The Al Thani Collection is a collection of art representing civilizations around the world, highlights from which are on view in the Hôtel de la Marine, on the Place de la Concorde, in Paris.  It was assembled by Sheikh Hamad bin Abdullah bin Khalifa Al Thani, first cousin of the Emir of  Qatar. Portions of the collection previously toured to different museums around the world, including the Metropolitan Museum of Art in New York, the Victoria and Albert Museum in London, and the Legion of Honor Museum in San Francisco. Beginning in late 2021 it occupied a wing of the newly restored Hotel de la Marine in Paris, under agreement with the Centre des monuments nationaux of the French Ministry of Culture. Under the agreement, it will remain for twenty years.

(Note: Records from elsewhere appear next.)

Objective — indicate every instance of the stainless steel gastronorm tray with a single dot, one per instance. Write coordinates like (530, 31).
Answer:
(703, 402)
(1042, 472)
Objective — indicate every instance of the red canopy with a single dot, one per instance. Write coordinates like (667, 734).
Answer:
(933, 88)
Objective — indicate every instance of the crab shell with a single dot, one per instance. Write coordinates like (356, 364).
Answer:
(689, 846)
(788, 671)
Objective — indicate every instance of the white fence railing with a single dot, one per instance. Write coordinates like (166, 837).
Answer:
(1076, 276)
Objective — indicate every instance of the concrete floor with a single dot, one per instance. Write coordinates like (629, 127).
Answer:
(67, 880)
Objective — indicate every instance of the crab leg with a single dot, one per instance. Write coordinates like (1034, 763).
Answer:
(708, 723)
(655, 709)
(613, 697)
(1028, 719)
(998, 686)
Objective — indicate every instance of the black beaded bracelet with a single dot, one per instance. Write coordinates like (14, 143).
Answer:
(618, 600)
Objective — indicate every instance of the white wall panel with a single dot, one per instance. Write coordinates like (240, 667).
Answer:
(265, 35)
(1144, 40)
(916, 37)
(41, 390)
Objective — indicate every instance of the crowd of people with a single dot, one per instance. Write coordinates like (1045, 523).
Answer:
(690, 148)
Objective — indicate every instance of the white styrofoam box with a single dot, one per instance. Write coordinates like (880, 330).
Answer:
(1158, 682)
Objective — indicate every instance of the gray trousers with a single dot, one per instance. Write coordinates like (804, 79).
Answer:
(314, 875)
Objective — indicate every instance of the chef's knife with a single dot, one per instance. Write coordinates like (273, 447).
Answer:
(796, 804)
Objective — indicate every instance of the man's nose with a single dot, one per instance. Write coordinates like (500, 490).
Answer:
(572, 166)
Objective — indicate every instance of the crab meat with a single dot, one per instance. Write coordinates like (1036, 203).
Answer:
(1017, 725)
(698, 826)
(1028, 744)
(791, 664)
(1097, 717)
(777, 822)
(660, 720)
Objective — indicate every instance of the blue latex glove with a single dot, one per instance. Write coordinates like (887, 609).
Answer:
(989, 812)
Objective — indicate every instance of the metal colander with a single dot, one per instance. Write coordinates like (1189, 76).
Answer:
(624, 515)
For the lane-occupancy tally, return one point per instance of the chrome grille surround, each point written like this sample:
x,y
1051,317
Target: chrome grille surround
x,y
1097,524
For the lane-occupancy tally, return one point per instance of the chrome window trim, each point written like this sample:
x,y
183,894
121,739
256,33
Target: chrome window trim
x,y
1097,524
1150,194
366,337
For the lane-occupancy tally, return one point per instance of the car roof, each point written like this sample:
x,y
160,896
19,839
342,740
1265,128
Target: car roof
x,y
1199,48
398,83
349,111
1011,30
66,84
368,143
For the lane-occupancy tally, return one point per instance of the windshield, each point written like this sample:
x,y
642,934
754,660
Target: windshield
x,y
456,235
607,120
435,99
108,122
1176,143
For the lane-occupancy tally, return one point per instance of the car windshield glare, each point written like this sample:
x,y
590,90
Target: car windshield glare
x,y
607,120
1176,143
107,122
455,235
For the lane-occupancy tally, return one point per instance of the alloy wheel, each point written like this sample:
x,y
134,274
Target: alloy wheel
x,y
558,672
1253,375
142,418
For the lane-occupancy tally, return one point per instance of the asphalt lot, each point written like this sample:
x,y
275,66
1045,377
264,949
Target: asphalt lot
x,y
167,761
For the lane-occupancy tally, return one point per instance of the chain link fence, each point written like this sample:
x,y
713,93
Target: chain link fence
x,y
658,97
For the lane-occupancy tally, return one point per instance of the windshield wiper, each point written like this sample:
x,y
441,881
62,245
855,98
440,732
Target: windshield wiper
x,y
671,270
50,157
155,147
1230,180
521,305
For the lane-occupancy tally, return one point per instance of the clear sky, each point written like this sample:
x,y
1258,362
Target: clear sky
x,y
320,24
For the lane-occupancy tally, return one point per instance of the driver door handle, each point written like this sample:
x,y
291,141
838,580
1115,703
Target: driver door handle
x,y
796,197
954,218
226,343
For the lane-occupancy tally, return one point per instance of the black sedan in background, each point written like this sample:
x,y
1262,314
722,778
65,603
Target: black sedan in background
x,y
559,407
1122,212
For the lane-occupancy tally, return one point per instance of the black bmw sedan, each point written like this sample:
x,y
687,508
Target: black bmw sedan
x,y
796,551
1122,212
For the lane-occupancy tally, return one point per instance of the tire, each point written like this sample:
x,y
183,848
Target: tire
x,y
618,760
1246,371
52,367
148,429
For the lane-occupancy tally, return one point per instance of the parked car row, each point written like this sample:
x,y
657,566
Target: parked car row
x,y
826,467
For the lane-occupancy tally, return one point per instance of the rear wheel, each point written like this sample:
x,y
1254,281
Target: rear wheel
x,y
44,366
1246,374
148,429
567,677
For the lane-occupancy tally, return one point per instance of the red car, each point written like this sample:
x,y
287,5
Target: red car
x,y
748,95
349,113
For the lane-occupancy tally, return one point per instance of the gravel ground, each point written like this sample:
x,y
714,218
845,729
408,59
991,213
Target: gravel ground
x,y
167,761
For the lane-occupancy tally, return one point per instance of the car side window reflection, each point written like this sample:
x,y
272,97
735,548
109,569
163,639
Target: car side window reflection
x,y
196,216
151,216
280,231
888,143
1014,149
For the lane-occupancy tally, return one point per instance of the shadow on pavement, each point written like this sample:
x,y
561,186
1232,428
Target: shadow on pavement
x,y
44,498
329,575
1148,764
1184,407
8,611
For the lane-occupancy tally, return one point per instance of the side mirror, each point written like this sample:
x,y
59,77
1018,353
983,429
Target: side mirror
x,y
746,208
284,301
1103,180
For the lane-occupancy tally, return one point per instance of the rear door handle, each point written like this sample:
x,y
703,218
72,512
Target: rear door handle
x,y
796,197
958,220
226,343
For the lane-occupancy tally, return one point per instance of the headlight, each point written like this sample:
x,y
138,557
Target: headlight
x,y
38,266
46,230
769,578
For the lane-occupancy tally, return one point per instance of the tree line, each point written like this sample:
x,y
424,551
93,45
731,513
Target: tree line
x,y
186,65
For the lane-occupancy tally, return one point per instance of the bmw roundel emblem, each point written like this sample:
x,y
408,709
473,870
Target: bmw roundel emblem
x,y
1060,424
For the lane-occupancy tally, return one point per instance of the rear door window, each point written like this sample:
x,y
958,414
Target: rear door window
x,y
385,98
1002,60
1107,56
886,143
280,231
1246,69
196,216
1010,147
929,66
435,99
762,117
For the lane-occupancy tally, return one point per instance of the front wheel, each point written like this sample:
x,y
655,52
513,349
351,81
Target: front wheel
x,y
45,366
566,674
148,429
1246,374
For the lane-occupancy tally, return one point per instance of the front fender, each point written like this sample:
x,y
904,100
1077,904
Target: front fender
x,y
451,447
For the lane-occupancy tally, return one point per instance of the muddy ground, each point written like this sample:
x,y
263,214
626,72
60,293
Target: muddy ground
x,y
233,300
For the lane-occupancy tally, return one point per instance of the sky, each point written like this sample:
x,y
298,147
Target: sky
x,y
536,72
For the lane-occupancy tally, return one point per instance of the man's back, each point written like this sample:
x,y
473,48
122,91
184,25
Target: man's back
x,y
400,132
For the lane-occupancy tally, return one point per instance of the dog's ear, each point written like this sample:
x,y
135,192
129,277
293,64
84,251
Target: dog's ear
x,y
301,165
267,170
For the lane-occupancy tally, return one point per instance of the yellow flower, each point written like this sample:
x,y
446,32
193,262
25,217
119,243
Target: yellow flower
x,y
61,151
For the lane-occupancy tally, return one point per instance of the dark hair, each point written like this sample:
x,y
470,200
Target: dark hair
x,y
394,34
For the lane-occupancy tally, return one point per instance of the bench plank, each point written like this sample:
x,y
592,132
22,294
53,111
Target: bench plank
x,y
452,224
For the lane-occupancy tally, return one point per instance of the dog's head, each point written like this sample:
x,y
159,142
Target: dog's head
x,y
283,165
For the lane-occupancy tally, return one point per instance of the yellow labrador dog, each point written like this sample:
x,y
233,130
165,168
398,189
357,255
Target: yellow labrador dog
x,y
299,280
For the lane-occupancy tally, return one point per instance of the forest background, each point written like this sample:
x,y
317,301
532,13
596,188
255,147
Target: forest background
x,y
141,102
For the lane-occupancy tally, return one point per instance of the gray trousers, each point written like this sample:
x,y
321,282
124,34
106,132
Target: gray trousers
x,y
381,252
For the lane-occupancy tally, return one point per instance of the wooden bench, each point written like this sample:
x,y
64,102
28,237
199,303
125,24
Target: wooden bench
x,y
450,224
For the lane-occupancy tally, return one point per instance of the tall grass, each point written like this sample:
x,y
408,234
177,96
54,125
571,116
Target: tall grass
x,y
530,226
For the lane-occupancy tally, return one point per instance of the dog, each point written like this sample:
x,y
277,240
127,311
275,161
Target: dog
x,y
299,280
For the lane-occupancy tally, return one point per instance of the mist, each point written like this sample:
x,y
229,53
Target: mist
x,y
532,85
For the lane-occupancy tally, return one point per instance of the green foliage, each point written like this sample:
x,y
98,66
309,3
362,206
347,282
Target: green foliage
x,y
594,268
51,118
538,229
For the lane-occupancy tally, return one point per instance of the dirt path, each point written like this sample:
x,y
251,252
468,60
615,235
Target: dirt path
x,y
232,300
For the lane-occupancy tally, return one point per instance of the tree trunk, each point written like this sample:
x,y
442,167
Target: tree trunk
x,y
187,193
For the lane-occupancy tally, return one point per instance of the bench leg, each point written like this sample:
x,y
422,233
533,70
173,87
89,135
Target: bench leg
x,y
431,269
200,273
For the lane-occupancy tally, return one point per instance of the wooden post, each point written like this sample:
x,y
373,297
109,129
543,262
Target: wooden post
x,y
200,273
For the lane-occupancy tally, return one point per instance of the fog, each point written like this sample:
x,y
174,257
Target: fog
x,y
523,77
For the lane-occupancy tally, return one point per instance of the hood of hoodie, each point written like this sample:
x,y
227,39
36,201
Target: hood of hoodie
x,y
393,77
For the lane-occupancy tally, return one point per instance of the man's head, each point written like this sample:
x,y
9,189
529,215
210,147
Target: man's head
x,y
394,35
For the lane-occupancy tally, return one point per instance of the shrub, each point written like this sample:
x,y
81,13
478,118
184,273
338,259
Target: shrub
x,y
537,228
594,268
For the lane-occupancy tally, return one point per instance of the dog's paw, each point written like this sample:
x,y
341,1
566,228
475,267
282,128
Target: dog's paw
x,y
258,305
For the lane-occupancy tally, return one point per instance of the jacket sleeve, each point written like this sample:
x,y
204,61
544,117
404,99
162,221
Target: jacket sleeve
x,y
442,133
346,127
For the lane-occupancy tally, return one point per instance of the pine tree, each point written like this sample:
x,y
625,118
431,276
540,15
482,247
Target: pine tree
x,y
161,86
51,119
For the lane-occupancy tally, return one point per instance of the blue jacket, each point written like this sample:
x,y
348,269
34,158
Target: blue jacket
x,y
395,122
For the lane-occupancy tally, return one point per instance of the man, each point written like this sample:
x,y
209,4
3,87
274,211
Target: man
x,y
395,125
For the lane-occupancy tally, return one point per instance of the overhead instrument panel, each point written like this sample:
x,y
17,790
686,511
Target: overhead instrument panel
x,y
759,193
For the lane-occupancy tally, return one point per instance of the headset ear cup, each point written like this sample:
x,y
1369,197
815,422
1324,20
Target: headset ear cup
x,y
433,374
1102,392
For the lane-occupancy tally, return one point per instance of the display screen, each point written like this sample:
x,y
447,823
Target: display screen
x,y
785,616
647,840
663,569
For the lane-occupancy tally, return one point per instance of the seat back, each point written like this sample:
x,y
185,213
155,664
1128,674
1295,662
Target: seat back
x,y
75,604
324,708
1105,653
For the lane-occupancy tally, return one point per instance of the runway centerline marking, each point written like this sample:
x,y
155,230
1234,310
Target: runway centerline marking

The collection is located in a section of the Hôtel de la Marine which formerly displayed tapestries from the French Royal Collection. It displays at one time one hundred-twenty works, out of a total of more than five thousand works in the collection. It presents objects from ancient civilizations in Europe, Asia, Africa, the Americas and the Middle East, related by theme. The exposition was designed by Tsuyoshi Tane. The first of the four galleries is called "A Window on World Civilisations", with seven objects from different cultures. The second gallery has eleven showcases, by theme. The third is reserved for temporary exhibitions. The fourth, 18 meters long, offers a tour of objects from different ancient treasuries.

One notable object is a bust carved of chalcedony of the Roman Emperor Hadrian, made at the time of the emperor, reworked in the 13th century at the court of the Holy Roman Emperor Frederic II, and then moved two centuries later to Venice, where it was set upon shoulders in armor made of gilded enamel, precious stones and pearls. Another notable work is a quartzite bust of a Princess of the Amarna Period, Egyptian New Empire, XVIII Dynasty (1351-1334 BC),

Another notable head of a royal figure is carved of red jasper, and depicts either Queen Hatshepsut or King Thutmosis III, from the 18th dynasty, a high point in Egyptian civilisation. It is believed to originally have had crown of blue faience.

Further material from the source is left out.